Yanez Multimodal Inorganic Identities Dataset (MIID) Subnet (ت)

Mar 14, 2025
12 min read

Updated: Jun 10, 2025

A Subnet Built for Real-World Impact

The Bittensor ecosystem is rapidly evolving, bringing together decentralized AI applications across multiple domains. While many subnets explore cutting-edge AI research, some are beginning to establish clear business applications that bridge decentralized AI with real-world industries.

The Yanez Multimodal Inorganic Identities Dataset (MIID) Subnet is one such project.

This subnet powers Yanez Compliance, an AI-powered platform for detecting and correcting exposure, weaknesses, and configuration flaws in financial crime prevention systems. Effective financial crime prevention depends on how well these systems can detect fraudulent identities, prevent money laundering, and reduce regulatory risks. To properly test these systems, a diverse and controlled dataset of inorganic identities is essential.

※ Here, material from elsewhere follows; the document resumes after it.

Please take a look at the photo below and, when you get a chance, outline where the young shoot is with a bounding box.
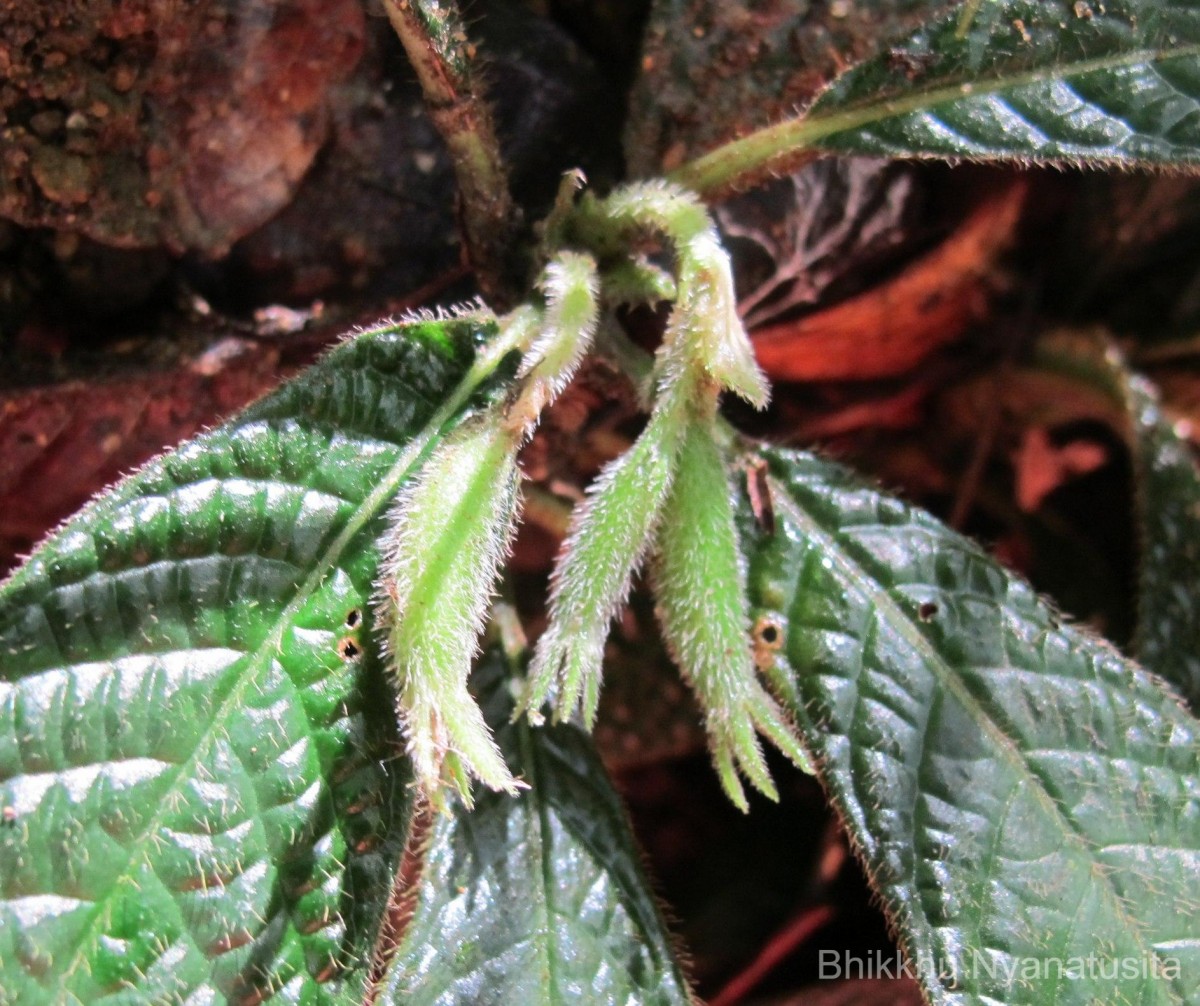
[383,179,804,808]
[650,415,809,810]
[379,414,520,809]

By leveraging Bittensor’s decentralized AI infrastructure, the Yanez subnet enables the generation of high-quality inorganic identities, which serve as the foundation for testing, tuning, and validating fraud detection, sanctions screening, and broader financial crime prevention measures.

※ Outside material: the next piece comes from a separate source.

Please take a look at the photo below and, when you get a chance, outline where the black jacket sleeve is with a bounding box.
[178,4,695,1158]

With a direct business use case and existing clients, the Yanez subnet brings practical, real-world adoption to the Bittensor ecosystem — demonstrating how decentralized AI can support financial institutions in strengthening their compliance and security frameworks.

Identity Data Generation

One of the biggest challenges in financial crime prevention is dealing with synthetic identities, a term commonly associated with fraudulent activity. Public literature, including reports from financial regulators and industry leaders such as the Federal Reserve and the FTC, describes synthetic identity fraud as one of the fastest-growing financial crimes. In these cases, fraudsters create identities by combining real and fictitious information to bypass security systems, establish fraudulent credit lines, and exploit financial services.

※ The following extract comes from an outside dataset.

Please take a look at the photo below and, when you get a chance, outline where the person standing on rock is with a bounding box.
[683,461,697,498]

However, while the term “synthetic identity” is often linked to nefarious intent, the underlying concept of generating artificial identities is not inherently malicious — it depends on the purpose and use case. This is where inorganic identities come in.

Yanez’ Inorganic identities serve an entirely different purpose: they are AI-generated identity profiles explicitly designed to test, evaluate, and improve financial crime prevention systems.

For example, a name-matching detection algorithm may require variations on just names. Detecting potential identity theft may require identifying inorganic identities with fake digital documents. Fraudsters use synthetic identities to perpetrate crime and circumvent security from many applications. Therefore, all organizations and systems preventing fraud care about detecting identities developed by deep fake creation systems and approaches. Generating “good” inorganic identities is essential to train models that help detect them. This subnet incentivizes creating and generating inorganic identities to be used in different use cases.

Identity Use Cases in Financial Crime Prevention and Anti-money Laundering (AML) Compliance

Financial crime prevention is all about how to prevent a compromise or abuse of the financial ecosystem. There is a blurry line between financial crime prevention operations and compliance operations for anti-money laundering and sanctions. The concepts are very much related, and the applicability of the regulation is intertwined. For the purposes of this document, we’ll treat them as if they were one in the same hoping not to offend any practitioner of one vs the other.

There are many threat scenarios related to compromising or abusing the financial ecosystem. In most cases nefarious actors attempt to hide their identities or aspects of their identities as they go about executing their abuse and compromise of the financial functions. Mostly they don’t want to be identified as a nefarious actor. For that reason, realistically replicating a threat scenario almost always involves some form of synthetic identity. That is not to say that every threat scenario can only be detected by looking at the identities. In transaction fraud, for example, you can spot it by looking at patterns within those transactions. Once a fraudulent pattern is identified, likely, the identity behind it is synthetic or compromised.

Therefore, our focus on building datasets of inorganic identities. The following are examples of use cases relevant to the different functions of detecting synthetic identities. This is not meant to be an exhaustive set rather a collection of examples.

Name variation: These are variation of names with the purpose of avoiding being recognized as a high risk, matched to a sanctions list, being identified as a PEP, or simply to avoid behavior correlations.
Demographic inconsistencies: Identity attributes are way beyond names and surnames. Identities have date of birth, locations, addresses, languages, etc. All of these can be used to fool systems and avoid detection. For example users from high risk or sanctioned countries want to hide the fact that they are in those locations.
Synthetic identities: This is the most common term to represent an identity that has been cobbled together from several identities, partially made up, or completely made up. Synthetic identities is a multibillion dollar problem. Synthetic identities can be used, for example, to create bank accounts, credit cards, etc. Once they are discovered they can’t be associated with the actual identity behind it.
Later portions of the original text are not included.